Here we describe an integrated transdisciplinary platform, combining metabolomics, genetics, and genomics, to exploit the biochemical and genetic diversity of natural accessions of the model plant A. thaliana to uncover associations between genes and metabolites. Using this platform, we linked a differentially accumulating metabolite, identified through chemical analysis as N-malonyl-d-allo-isoleucine (NMD-Ile), to a previously uncharacterized gene identified as an amino acid racemase through reverse genetics and biochemical analysis.
Amino acids exist in two forms; l-amino acids, the proteogenic form, and their enantiomorphs, d-amino acids. d-amino acids also play important structural and physiological roles in diverse life systems. In bacteria, d-amino acids confer cell-wall protease resistance and regulate cell-wall remodeling (9–11). d-amino acids were also found to be involved in signaling mechanisms in animal nervous systems and plant pollination (12, 13).
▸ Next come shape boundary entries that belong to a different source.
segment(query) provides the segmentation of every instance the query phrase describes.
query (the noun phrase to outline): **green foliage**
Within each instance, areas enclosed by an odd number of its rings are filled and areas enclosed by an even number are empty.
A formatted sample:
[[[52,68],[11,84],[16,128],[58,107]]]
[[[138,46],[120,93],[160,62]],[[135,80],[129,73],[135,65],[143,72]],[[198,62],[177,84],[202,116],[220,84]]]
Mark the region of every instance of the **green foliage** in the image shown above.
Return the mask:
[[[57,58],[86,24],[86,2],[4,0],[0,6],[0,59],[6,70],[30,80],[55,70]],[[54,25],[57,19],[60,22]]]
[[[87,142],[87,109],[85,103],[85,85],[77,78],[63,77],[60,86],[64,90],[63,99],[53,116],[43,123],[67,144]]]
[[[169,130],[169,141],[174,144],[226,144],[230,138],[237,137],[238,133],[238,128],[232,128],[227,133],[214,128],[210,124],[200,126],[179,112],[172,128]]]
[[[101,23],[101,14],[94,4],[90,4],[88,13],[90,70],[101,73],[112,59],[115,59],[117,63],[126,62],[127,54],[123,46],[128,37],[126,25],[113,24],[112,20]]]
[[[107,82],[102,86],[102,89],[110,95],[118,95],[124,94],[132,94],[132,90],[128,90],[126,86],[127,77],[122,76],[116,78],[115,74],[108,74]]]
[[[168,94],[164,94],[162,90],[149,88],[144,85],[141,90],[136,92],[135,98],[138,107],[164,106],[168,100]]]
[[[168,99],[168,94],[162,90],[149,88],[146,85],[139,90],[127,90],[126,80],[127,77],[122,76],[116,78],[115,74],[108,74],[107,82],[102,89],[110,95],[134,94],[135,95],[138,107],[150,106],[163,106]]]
Enzymes that catalyze the conversion of l-amino acids to d-amino acids are a class of isomerases known as amino acid racemases (14). Amino acid racemases are categorized into pyridoxal 5′ phosphate (PLP)-dependent and PLP-independent families. PLP-dependent racemases include AlaR, SerR, ArgR, and AspR and are found in both bacteria and eukaryotes, including mammals and plants. PLP-independent amino acid racemases include bacterial ProR, GluR, AspR, and diaminopimelate (DAP) epimerase. Except for DAP epimerase, which is required for the biosynthesis of Lys in bacteria and plants, ProR in Trypanosoma cruzi, the protozoan parasite responsible for Chagas disease, has been the only known eukaryotic PLP-independent racemase (15). The Arabidopsis amino acid racemase that we describe in this paper is a new member of the PLP-independent family, making its identification a significant addition to this class of enzymes.
Results
Genome Wide Association Analysis Revealed a Strong QTL for an Unknown Metabolite.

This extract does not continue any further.